I would like to aggregate this in such a ways that the result should be

   id  letter
1:  1 a,a,b,c
2:  2     a,c
3:  3   b,b,a  

Intuitively I tried

dt[,j = list(list(letter)), by = id]

but that doesn't work. Oddly enough when I go case by case, for example:

> dt[id == 1,j = list(list(letter)), by = id]

   id      V1
1:  1 a,a,b,c

the result is fine... I feel like I'm missing an .SD somewhere or something like that...

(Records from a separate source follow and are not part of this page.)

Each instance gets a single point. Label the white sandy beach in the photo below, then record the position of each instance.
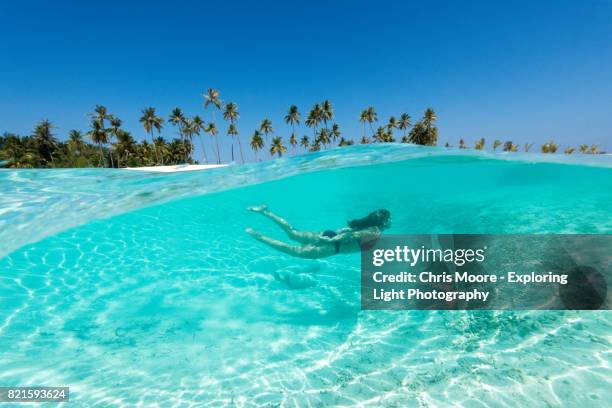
(177, 168)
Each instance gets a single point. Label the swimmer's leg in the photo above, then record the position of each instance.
(304, 237)
(306, 251)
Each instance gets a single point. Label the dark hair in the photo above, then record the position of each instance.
(377, 218)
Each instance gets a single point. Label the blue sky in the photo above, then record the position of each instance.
(516, 70)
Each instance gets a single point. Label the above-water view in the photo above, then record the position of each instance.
(140, 289)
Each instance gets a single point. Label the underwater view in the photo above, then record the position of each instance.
(137, 288)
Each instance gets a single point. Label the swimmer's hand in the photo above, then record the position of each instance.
(253, 233)
(258, 208)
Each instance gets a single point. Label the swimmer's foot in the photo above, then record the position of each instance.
(258, 208)
(253, 233)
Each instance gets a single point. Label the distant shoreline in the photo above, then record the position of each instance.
(177, 168)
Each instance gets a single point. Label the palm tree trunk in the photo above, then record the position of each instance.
(240, 146)
(218, 151)
(155, 149)
(101, 156)
(203, 148)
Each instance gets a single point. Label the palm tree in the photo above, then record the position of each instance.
(304, 142)
(151, 121)
(335, 132)
(75, 142)
(404, 124)
(292, 118)
(371, 116)
(46, 142)
(198, 128)
(314, 118)
(212, 129)
(231, 113)
(326, 112)
(550, 147)
(113, 131)
(178, 119)
(266, 127)
(257, 142)
(277, 147)
(99, 136)
(189, 129)
(100, 114)
(124, 147)
(324, 137)
(293, 142)
(211, 97)
(233, 131)
(363, 118)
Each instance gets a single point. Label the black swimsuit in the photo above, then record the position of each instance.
(331, 234)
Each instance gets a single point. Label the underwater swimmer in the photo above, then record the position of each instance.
(359, 234)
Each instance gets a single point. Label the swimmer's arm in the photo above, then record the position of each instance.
(350, 236)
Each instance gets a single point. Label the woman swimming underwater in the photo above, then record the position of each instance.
(360, 234)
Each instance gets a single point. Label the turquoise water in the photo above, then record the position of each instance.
(143, 288)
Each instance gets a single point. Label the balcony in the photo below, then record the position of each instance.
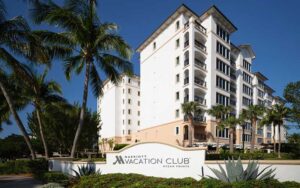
(200, 28)
(199, 45)
(186, 62)
(200, 64)
(200, 82)
(200, 100)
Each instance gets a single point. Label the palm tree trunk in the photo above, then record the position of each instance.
(274, 142)
(42, 133)
(253, 135)
(231, 140)
(18, 120)
(83, 107)
(279, 142)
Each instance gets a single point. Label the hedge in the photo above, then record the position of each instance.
(137, 181)
(24, 166)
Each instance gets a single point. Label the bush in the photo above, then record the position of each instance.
(120, 146)
(55, 177)
(24, 166)
(136, 180)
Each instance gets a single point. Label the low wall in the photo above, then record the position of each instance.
(162, 160)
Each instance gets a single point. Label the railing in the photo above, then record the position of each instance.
(200, 100)
(200, 27)
(200, 64)
(186, 62)
(186, 43)
(200, 45)
(186, 80)
(200, 82)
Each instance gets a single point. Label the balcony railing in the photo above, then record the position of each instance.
(200, 82)
(200, 45)
(200, 27)
(200, 100)
(186, 80)
(200, 64)
(186, 43)
(186, 62)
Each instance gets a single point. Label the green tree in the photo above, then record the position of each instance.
(292, 96)
(95, 45)
(253, 113)
(219, 112)
(231, 123)
(189, 109)
(41, 93)
(60, 122)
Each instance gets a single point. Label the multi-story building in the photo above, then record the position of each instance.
(119, 109)
(190, 57)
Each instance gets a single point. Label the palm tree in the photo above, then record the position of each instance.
(189, 109)
(219, 112)
(230, 123)
(95, 44)
(41, 93)
(253, 113)
(269, 119)
(281, 112)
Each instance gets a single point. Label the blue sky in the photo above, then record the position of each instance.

Can anybody point me in the right direction?

Thanks!

MagicScout
  • 105
  • 4

2 Answers2

8

Update: The behaviour DT[, list(list(.)), by=.] sometimes resulted in wrong results in R version >= 3.1.0. This is now fixed in commit #1280 in the current development version of data.table v1.9.3. From NEWS:

  • DT[, list(list(.)), by=.] returns correct results in R >=3.1.0 as well. The bug was due to recent (welcoming) changes in R v3.1.0 where list(.) does not result in a copy. Closes #481.

With this update, it's not necessary for I() anymore. You can just do: DT[, list(list(.)), by=.] as before.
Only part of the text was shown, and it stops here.